Too often has Lewis McGugan’s father pushed Big Macs through the City Ground gates. Too often has the precociously talented, but increasingly rotund, midfield maestro gorged his gluttonous face on the delicious combination of 11 herbs and spices lovingly fused by Colonel Sanders during the last global recession. Steak bakes, 12 inch Subs, Domino’s Meat Feasts, Peri–Peri Nando’s, Pukka Pies…the mind boggles at the vast array of culinary muck he must have shovelled down his swollen neck, in order to have been deemed so horrendously unprepared to assist in Saturday’s atrocity.
Although, on closer inspection, it would seem to be the case that Lewis was a victim of circumstance, playing as he does, in the one position that presents Billy Davies with a genuine selection dilemma: “Unfortunately, there are one or two who have to be with the squad at the moment because of our situation but we’d like to send them away to let them understand what’s required.”
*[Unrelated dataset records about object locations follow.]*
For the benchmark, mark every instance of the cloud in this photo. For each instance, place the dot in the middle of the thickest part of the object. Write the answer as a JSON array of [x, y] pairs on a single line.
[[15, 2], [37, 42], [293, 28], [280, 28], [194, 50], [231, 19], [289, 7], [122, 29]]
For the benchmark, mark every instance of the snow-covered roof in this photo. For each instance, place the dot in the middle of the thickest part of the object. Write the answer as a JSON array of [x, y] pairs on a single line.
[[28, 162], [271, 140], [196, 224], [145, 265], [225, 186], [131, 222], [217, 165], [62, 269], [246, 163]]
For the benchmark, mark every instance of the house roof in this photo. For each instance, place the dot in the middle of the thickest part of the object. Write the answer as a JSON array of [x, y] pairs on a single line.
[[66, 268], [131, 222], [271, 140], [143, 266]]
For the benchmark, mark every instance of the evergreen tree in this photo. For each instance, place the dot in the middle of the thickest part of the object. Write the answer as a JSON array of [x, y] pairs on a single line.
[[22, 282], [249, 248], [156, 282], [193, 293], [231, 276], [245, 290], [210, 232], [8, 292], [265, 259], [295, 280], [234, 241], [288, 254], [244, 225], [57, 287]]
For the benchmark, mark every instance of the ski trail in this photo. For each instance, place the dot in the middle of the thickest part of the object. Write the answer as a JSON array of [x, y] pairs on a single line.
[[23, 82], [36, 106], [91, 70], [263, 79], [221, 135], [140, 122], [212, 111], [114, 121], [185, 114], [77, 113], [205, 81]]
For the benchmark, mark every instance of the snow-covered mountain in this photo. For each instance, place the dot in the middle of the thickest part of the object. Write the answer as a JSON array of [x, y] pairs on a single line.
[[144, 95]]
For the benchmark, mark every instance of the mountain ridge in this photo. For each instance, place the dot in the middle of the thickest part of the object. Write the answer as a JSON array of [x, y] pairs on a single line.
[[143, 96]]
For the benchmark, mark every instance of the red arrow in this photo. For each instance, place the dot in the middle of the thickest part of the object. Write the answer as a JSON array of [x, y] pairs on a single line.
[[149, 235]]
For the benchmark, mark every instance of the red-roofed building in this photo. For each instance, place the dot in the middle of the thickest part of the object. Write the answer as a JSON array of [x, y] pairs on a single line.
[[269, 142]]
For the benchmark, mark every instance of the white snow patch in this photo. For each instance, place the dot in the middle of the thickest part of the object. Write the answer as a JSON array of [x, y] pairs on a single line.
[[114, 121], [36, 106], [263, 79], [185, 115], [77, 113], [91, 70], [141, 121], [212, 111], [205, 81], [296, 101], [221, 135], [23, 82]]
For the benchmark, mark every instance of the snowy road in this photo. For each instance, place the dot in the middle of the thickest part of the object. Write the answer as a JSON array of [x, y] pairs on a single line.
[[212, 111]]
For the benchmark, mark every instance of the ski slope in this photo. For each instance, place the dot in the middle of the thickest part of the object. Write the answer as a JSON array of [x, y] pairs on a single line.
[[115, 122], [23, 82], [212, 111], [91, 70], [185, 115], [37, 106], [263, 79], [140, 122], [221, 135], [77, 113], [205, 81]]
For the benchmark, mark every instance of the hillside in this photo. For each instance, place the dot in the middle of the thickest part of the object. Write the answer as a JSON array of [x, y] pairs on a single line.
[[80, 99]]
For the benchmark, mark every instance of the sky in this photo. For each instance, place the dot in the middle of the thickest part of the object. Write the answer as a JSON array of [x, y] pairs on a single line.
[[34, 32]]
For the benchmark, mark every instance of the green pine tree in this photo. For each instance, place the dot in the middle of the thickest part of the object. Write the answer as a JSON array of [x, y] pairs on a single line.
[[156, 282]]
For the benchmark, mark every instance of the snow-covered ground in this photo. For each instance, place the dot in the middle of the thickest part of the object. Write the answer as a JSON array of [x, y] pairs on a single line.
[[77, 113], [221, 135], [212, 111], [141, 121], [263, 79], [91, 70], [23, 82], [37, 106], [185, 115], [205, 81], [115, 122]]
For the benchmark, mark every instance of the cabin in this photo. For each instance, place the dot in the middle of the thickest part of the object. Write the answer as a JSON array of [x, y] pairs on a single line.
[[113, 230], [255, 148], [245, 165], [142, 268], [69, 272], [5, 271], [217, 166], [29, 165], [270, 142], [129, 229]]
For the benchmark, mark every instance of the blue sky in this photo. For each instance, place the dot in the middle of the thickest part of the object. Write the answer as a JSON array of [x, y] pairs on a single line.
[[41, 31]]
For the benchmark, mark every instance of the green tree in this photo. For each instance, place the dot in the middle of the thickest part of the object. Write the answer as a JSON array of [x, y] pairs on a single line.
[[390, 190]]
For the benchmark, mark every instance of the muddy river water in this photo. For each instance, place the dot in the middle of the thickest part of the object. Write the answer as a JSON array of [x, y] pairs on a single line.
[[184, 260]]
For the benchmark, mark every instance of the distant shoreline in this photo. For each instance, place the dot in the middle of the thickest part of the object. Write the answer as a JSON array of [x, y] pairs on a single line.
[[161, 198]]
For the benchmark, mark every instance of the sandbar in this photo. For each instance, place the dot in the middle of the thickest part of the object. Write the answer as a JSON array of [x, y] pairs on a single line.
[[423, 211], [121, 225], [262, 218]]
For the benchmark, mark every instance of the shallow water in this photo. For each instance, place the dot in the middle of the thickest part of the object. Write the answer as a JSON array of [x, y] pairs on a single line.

Translated, that essentially means that Luke Chambers could bulk up to the size of a particularly corpulent WWE wrestler and he would still get a game on account of the fact that he is the best right back currently employed by the club. Of course he’s not even a right back, and even if he were, he wouldn’t be the best, but the truth implied is that we have fatties all over the field and McGugan is the only player with a sufficiently slender understudy.
But could it possibly be mere coincidence that the sharp decline in metabolic function amongst the playing staff has come in the wake of Kris Commons’ departure?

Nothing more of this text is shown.